Sebuah Usaha Maya

Nandreans
Chapter #47

Perjalanan Kembali ke Masa Lalu

Ibu tetaplah Ibu.

Sudah seharusnya aku paham dan memaklumi setiap tindakannya sebab sangat mustahil untukku –yang hanya seorang anak –sanggup mengubahnya. Itulah mengapa meskipun dilanda kecemasan selama berhari-hari, setelah pertimbangan panjang, akhirnya kuputuskan untuk menjemputnya ke kampung halaman. Meskipun sepanjang perjalanan dengan kereta aku sama sekali tidak berhenti gemetaran, membayangkan seperti apa reaksiku ketika nanti harus bertatap muka dengan Ilham dan Zahra.

Jangankan bertemu, selama beberapa bulan terakhir membayangkan wajah mereka saja aku tidak pernah sanggup. Mungkinkah aku mampu berdiri tegak di depan muka keduanya? Mampukah aku menerima status baru kami? Dan, mampukah aku menatap mata mereka tanpa berniat menghantamnya?

“Lo yakin?” Devara menanyakannya sebelum kami berpisah di stasiun.

Berkali-kali sahabatku itu mengonfirmasi, lebih tepatnya sejak kusampaikan rencana gila ini padanya beberapa hari sebelumnya.

Namun, aku tidak punya pilihan lain. “Ketimbang nyokap kenapa-kenapa.” Bersusah payah aku mengembangkan senyuman palsu, mencoba meyakinkan diri sendiri sebelum akhirnya memutuskan naik ke dalam gerbong. Dan, di sinilah aku sekarang. Di dalam kereta yang melaju cepat meninggalkan Jakarta.

Bisa dibilang kalau tahun ini ialah tahun tersibukku. Sudah dua kali aku pulang setelah bertahun-tahun lamanya absen, dan sialnya semua bukan karena sesuatu yang menyenangkan apalagi kuinginkan.

*_*

Ibu:

Wis tekan endi, May?

Sepure wis ning stasiun endi?

Adalah pesan yang kuterima dua jam lalu tetapi belum kubalas sama sekali, aku bahkan sengaja tidak membukanya. Sebenarnya, kereta yang kutumpangi sudah sampai di stasiun tujuan sejak setengah jam lalu tetapi karena hari masih pagi, aku harus menunggu setidaknya sampai ada kendaraan yang bisa membawaku pulang, sebab aplikasi ojek daring di ponselku tidak menunjukkan tanda-tanda akan segera mendapatkan pengemudi.

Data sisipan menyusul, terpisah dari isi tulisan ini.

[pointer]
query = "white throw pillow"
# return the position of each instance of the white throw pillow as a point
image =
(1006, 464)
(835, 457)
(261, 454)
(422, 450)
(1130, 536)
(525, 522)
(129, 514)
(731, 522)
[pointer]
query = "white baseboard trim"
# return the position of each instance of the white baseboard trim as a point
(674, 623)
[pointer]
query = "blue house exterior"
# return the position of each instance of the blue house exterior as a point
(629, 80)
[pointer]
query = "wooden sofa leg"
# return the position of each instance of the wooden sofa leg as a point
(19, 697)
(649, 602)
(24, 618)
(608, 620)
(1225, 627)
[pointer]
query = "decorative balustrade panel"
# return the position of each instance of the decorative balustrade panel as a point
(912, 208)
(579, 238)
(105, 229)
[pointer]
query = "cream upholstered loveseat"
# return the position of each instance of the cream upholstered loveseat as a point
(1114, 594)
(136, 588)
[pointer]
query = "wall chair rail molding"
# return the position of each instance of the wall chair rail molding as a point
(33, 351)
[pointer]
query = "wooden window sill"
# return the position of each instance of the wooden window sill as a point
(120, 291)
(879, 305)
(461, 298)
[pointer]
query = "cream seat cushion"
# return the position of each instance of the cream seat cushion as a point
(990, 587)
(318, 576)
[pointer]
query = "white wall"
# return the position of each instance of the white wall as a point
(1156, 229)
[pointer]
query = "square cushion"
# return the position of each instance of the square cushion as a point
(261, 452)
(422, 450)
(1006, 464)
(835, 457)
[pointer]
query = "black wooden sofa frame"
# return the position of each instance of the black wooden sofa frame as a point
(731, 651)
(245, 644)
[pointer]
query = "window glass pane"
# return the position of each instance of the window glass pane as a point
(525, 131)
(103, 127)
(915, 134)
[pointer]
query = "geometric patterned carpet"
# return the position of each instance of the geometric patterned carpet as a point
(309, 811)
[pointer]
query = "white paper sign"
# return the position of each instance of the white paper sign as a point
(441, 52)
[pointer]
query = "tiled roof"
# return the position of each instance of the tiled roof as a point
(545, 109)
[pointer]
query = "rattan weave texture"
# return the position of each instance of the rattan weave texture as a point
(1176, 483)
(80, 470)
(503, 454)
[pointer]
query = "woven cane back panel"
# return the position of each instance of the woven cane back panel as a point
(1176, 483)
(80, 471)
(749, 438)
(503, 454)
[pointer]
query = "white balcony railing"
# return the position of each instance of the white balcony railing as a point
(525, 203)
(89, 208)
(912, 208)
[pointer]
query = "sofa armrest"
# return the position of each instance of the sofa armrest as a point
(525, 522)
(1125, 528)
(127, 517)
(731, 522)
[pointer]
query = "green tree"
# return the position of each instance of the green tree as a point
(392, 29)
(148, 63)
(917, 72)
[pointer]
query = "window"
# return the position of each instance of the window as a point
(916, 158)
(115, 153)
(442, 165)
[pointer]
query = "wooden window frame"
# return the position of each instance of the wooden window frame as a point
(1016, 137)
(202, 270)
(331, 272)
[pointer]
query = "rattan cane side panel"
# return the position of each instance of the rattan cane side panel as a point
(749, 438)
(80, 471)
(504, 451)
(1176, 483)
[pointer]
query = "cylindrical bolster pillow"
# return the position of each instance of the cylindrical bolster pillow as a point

Kuputuskan untuk mampir ke warung madura di seberang stasiun guna membeli segelas air mineral dan mi instan gelasan. Bukannya apa-apa, aku kelaparan dan tidak ada satupun warung nasi yang buka sementara perutku keroncongan. Maklum saja, aku tidak menelan makanan sama sekali kemarin. Lebih tepatnya, tidak napsu. Baru sekarang lah perutku keroncongan.

Kuah mi yang panas setidaknya bisa membuatku merasa lebih baik meskipun terlalu banyak penyedap bautan di dalamnya. Kunikmati makan malam yang telanjur pagi ini dengan penuh penghayatan di depan warung, ditemani sepasang suami istri yang tengah menonton televisi di dalam bagunan. Sedangkan aku duduk di kursi plastik, menatap jalanan sepi dan gelap di sisi kanan dan kiri. Seolah-olah tidak ada kehidupan lain di sini.

Dari kejauhan terlihat sorot lampu mobil yang perlahan melambatkan lajunya. Benar saja, mobil itu kini berhenti di tepat di depanku. Seorang pria turun dan bergegas menuju warung.

“Rokok, Mas!” katanya sambil memilih salah satu merk rokok dari etalase.